Example 3: Create a Multi-Level Pivot Table (Person and Country)
Goal: Calculate total sales per person within each country.
import pandas as pd
data = {
'person': ['A','B','C','D','E','A','B','C','D','E','A','B','C','D','E','A','B','C','D','E'],
'sales': [1000,300,400,500,800,1000,500,700,50,60,1000,900,750,200,300,1000,900,250,750,50],
'quarter': [1,1,1,1,1,2,2,2,2,2,3,3,3,3,3,4,4,4,4,4],
'country': ['US','Japan','Brazil','UK','US',
'Brazil','Japan','Brazil','US','US',
'US','Japan','Brazil','UK','Brazil',
'Japan','Japan','Brazil','UK','US']
}
df = pd.DataFrame(data)
pivot = df.pivot_table(index=['person','country'], values='sales', aggfunc='sum')
print(pivot)
This creates a hierarchical summary table.
Example 4: Find the Maximum Sales by Country
Instead of summing, you can use a different aggregation function.
pivot = df.pivot_table(index='country', values='sales', aggfunc='max')
print(pivot)
This shows the highest single sale recorded in each country.

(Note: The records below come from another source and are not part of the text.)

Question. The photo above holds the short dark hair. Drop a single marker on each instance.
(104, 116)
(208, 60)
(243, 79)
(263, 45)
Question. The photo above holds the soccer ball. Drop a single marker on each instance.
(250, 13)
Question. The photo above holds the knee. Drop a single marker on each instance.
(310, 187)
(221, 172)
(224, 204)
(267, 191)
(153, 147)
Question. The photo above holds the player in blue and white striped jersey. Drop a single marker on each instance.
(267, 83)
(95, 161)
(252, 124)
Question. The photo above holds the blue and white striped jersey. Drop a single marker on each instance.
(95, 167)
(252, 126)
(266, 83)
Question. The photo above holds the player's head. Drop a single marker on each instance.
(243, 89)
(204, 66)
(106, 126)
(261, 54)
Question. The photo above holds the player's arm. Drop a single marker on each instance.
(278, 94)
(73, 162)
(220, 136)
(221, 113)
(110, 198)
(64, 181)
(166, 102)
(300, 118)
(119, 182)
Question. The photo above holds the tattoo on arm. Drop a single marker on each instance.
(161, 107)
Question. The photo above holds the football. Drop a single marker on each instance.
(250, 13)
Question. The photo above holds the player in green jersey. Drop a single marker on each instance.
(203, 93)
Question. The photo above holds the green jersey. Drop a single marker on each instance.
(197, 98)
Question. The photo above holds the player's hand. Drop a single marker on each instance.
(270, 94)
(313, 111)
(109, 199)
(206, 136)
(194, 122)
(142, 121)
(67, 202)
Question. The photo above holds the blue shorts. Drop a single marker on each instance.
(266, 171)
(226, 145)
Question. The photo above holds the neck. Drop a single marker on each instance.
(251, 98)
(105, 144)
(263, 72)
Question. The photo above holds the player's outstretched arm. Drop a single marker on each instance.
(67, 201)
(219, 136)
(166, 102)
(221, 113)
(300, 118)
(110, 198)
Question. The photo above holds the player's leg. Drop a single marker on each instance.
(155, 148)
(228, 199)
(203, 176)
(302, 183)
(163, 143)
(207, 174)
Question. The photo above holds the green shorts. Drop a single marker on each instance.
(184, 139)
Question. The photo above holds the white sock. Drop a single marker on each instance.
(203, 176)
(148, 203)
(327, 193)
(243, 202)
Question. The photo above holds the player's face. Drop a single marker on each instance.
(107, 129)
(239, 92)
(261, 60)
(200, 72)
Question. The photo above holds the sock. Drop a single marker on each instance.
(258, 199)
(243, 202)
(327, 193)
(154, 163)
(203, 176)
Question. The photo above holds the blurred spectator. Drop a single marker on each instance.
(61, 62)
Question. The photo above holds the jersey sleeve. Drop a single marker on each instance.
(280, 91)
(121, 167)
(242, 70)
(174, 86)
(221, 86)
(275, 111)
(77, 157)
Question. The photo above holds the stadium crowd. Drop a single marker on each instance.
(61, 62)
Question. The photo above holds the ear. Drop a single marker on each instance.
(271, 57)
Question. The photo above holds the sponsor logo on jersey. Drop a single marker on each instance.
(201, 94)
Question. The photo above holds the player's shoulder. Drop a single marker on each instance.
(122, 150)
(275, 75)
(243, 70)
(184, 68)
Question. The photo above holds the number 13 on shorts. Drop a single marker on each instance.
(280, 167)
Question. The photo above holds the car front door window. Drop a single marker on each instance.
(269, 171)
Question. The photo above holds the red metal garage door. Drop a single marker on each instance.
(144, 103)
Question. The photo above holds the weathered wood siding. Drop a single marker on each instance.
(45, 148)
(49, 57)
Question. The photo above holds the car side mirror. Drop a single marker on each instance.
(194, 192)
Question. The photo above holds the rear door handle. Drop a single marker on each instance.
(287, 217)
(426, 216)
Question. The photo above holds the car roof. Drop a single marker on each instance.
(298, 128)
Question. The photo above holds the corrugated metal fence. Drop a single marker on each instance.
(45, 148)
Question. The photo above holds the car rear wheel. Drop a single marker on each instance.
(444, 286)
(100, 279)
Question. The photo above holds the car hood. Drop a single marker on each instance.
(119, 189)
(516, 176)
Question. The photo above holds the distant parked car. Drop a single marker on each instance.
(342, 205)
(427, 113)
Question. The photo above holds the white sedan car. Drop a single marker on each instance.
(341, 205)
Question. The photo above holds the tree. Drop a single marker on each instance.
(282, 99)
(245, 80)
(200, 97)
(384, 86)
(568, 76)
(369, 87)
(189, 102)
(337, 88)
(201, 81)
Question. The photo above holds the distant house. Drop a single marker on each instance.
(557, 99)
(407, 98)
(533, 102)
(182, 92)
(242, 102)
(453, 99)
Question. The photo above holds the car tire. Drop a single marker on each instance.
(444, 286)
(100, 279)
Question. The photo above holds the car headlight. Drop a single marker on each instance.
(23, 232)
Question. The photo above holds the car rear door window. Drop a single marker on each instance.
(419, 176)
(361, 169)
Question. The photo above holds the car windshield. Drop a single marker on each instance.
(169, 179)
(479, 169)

Example 5: Apply Multiple Aggregation Functions
You can calculate median, mean, and minimum values at the same time:
pivot = df.pivot_table(
index='country',
values='sales',
aggfunc=['median','mean','min']
)
print(pivot)
This provides deeper statistical insight grouped by country.
Final Thoughts
Pivot tables are one of the most powerful features in Pandas for data analysis. They allow you to quickly summarize large datasets using:
- Single-level grouping
- Multi-level grouping
- Different aggregation functions
- Multiple aggregations simultaneously
Once you understand how pivot_table() works, you can apply it to financial analysis, sales reporting, performance tracking, and many other real-world use cases.